Мы оба смотрели вдаль. Глаза у нас стали, наверно, одного цвета, и я спрашивал себя, не страшно ли и отцу, как мне.
Не знаю, сколько еще я выдержал бы в таком напряжении — у меня, наверно, кровинки в лице не было, — но тут со стороны Забытого леса донесся выстрел.
Отец стряхнул с себя оцепенение, поднялся, вытащил из кармана трубку и обычным тоном бросил:
— Гляди-ка! Матье зайца на Нижнем лугу гонит.
Прошло два года. Я не отдавал себе отчета, что отец уже стар, гораздо старше, чем отцы у других ребят. Он все чаще вставал по ночам, и я слышал бульканье воды и перешептывание, после чего, по утрам вид у него был утомленный. За столом мать придвигала к мужу картонную коробочку и напоминала:
— Не забудь принять таблетку.
Наконец однажды, когда я был в школе, в класс вошел папаша Куртуа, один из наших соседей, и о чем-то вполголоса заговорил с учителем. Оба поглядывали на меня.
— Дети, прошу вас, посидите спокойно… Алавуан, мальчик мой, выйди со мною во двор.
Было лето. Камни двора нагрелись.
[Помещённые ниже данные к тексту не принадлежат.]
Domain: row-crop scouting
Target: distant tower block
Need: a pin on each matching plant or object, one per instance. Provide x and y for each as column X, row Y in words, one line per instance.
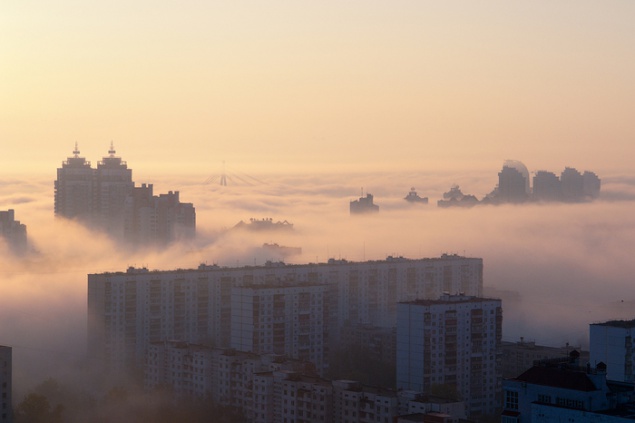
column 223, row 177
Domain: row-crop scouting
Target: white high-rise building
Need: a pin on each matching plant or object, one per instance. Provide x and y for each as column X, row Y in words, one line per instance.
column 613, row 343
column 113, row 184
column 281, row 318
column 6, row 372
column 128, row 310
column 452, row 341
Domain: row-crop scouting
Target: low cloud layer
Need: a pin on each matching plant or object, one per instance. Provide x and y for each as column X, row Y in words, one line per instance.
column 567, row 265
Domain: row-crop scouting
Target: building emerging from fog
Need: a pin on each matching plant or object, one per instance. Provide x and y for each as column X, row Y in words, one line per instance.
column 6, row 384
column 298, row 309
column 106, row 198
column 13, row 232
column 364, row 205
column 513, row 183
column 156, row 220
column 572, row 186
column 455, row 340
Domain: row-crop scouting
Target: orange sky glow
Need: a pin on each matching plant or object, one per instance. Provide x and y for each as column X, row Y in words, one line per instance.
column 314, row 86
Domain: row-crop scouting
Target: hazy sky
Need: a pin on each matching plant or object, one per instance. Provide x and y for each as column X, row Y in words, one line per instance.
column 318, row 85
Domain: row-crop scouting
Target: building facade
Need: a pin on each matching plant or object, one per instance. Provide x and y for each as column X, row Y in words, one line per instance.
column 454, row 341
column 151, row 220
column 13, row 232
column 363, row 205
column 559, row 390
column 520, row 356
column 128, row 310
column 281, row 318
column 613, row 343
column 106, row 198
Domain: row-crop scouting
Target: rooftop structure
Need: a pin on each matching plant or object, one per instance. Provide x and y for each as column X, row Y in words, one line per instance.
column 106, row 199
column 562, row 390
column 6, row 384
column 266, row 224
column 453, row 341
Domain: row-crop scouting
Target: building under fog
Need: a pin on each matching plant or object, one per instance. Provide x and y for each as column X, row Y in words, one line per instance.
column 106, row 199
column 364, row 205
column 613, row 343
column 272, row 388
column 6, row 384
column 13, row 232
column 128, row 310
column 453, row 340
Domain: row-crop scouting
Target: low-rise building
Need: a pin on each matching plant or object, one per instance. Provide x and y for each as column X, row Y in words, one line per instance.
column 560, row 390
column 6, row 384
column 519, row 356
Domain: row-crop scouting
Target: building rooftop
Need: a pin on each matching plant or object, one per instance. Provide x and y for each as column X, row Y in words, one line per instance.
column 271, row 264
column 625, row 324
column 449, row 299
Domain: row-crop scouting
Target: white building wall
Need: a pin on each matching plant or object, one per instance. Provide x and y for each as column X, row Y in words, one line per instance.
column 6, row 384
column 455, row 341
column 129, row 310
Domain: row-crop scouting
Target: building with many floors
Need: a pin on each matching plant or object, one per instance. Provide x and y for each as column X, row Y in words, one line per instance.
column 6, row 384
column 13, row 232
column 560, row 390
column 613, row 343
column 106, row 198
column 129, row 310
column 520, row 356
column 452, row 341
column 272, row 388
column 151, row 220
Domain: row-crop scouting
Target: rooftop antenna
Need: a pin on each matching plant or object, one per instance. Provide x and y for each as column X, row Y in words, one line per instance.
column 223, row 178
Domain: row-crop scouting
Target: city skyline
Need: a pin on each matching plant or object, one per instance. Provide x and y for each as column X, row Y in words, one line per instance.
column 314, row 103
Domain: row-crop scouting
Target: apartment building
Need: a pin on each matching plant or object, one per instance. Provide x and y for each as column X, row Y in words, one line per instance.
column 560, row 390
column 129, row 310
column 453, row 341
column 613, row 343
column 6, row 384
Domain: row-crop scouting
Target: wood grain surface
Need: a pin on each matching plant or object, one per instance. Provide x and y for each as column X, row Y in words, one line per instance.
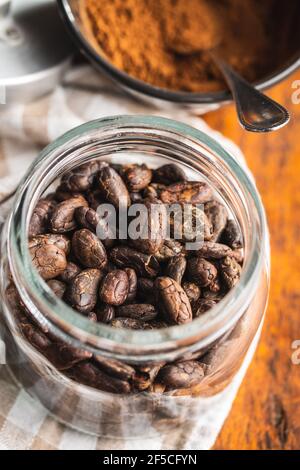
column 266, row 412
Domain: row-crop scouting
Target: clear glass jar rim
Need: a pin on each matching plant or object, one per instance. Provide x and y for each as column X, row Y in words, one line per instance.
column 104, row 336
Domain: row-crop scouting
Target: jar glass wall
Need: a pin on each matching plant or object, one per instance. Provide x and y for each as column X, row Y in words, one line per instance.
column 220, row 338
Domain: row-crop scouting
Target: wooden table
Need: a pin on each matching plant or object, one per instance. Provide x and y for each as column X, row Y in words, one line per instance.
column 266, row 413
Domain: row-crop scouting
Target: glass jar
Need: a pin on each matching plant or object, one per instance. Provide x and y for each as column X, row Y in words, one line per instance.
column 221, row 337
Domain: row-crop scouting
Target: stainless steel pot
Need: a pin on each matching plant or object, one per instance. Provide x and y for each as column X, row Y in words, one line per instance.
column 70, row 10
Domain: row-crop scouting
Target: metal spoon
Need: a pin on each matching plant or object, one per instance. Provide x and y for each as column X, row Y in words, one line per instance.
column 256, row 111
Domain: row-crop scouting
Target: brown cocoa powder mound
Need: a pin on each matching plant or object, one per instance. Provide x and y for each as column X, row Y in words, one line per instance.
column 139, row 37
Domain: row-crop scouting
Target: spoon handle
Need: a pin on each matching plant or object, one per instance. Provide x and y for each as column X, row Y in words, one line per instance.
column 256, row 111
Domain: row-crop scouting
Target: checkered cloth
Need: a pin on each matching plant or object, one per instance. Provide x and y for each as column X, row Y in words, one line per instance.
column 24, row 130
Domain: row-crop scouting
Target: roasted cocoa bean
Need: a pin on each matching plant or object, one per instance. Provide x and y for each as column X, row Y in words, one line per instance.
column 192, row 291
column 176, row 268
column 49, row 260
column 169, row 249
column 192, row 192
column 173, row 301
column 88, row 249
column 230, row 271
column 62, row 219
column 202, row 306
column 213, row 250
column 58, row 287
column 137, row 177
column 114, row 288
column 143, row 312
column 182, row 375
column 113, row 188
column 169, row 173
column 87, row 218
column 83, row 289
column 115, row 368
column 89, row 374
column 217, row 215
column 125, row 257
column 231, row 235
column 82, row 177
column 70, row 272
column 201, row 271
column 105, row 313
column 39, row 222
column 145, row 375
column 153, row 226
column 60, row 241
column 130, row 324
column 132, row 279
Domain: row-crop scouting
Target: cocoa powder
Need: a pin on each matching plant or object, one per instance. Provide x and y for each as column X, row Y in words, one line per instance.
column 153, row 40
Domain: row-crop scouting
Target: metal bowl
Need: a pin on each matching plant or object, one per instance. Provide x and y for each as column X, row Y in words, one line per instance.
column 71, row 13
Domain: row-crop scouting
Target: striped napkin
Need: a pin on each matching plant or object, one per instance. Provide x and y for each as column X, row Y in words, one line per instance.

Под окнами цвели махровые розы.
— Послушай, Шарль…
Старый Куртуа уже стоял у ворот и ждал, прислонясь спиной к кованой чугунной ограде. Учитель, как когда-то отец, обнял меня за плечи. В голубом, очень голубом небе заливались жаворонки.
— Ты ведь уже мужчина, верно, Шарль? И, по-моему, очень любишь свою маму. Так вот, ты должен ее любить еще больше: теперь ты ей особенно нужен…
Еще до последней фразы я все понял. И хотя раньше я просто не представлял себе, как это мой отец может умереть, я без труда представил его себе мертвым: вытянулся во весь рост и лежит под стогом, как в тот сентябрьский вечер два года назад.
Я не плакал, господин следователь, как не плакал и на суде. Жаль, журналисты не знают: они усмотрели бы в этом повод лишний раз сравнить меня со скользкой жабой! Я не плакал, но мне казалось, в жилах моих иссякла кровь, и когда старик Куртуа за руку повел меня к себе, я шел как пьяный, и мир вокруг тоже качался, как пьяный.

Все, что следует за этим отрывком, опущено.